CASTEL VOLTURNO. Erosione costiera e abusivismo: sequestrati 10 immobili
17 Giugno 2026 - 15:32
Nei mesi scorsi, nel comune di Mondragone, la Guardia Costiera aveva già eseguito due distinti sequestri: il primo aveva riguardato 20 immobili abusivi, mentre il secondo, effettuato nel mese di giugno, aveva portato al sequestro di ulteriori 9 strutture
CASTEL VOLTURNO – Prosegue l’attività di contrasto all’abusivismo edilizio e alla tutela del demanio marittimo lungo il litorale domizio. Nell’ambito di un’operazione coordinata dalla Procura Generale presso la Corte d’Appello di Napoli, la Guardia Costiera di Castel Volturno, con il supporto dei Comandi di Mondragone e Napoli, ha eseguito un decreto di sequestro preventivo d’urgenza emesso dalla Procura della Repubblica di Santa Maria Capua Vetere.

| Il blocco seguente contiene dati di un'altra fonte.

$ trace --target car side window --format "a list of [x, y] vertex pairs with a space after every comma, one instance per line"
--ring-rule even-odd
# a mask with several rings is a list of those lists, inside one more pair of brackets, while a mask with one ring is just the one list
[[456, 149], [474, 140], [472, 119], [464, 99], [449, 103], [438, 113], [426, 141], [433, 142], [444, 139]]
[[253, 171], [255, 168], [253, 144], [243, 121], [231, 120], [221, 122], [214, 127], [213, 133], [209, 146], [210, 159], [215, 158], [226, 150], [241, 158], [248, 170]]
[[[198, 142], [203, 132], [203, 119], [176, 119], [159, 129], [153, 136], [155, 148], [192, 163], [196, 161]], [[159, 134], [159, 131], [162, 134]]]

Il provvedimento ha interessato un’ampia area della località Destra Volturno, nel territorio di Castel Volturno, dove sono stati sequestrati 10 immobili risultati privi dei necessari titoli autorizzativi in materia sismica e paesaggistica.
L’operazione rappresenta l’ultimo intervento di una più vasta attività investigativa portata avanti dalla Procura sammaritana nell’ambito del coordinamento della Procura Generale di Napoli. Nei mesi scorsi, infatti, in località Stercolilli, nel comune di Mondragone, la Guardia Costiera aveva già eseguito due distinti sequestri: il primo aveva riguardato 20 immobili abusivi, mentre il secondo, effettuato nel mese di giugno, aveva portato al sequestro di ulteriori 9 strutture.
Anche in quelle circostanze erano state accertate presunte violazioni in materia di occupazione abusiva del demanio marittimo, tutela del paesaggio e normativa ambientale, evidenziando un fenomeno particolarmente diffuso lungo la fascia costiera casertana.
Si precisa che il procedimento è attualmente nella fase delle indagini preliminari. Pertanto, gli indagati devono essere considerati innocenti fino a eventuale sentenza definitiva di condanna. Il sequestro preventivo è stato disposto senza il preventivo contraddittorio con le parti e sarà il giudice competente a valutare, nel prosieguo del procedimento, l’eventuale sussistenza o meno di responsabilità a carico degli interessati.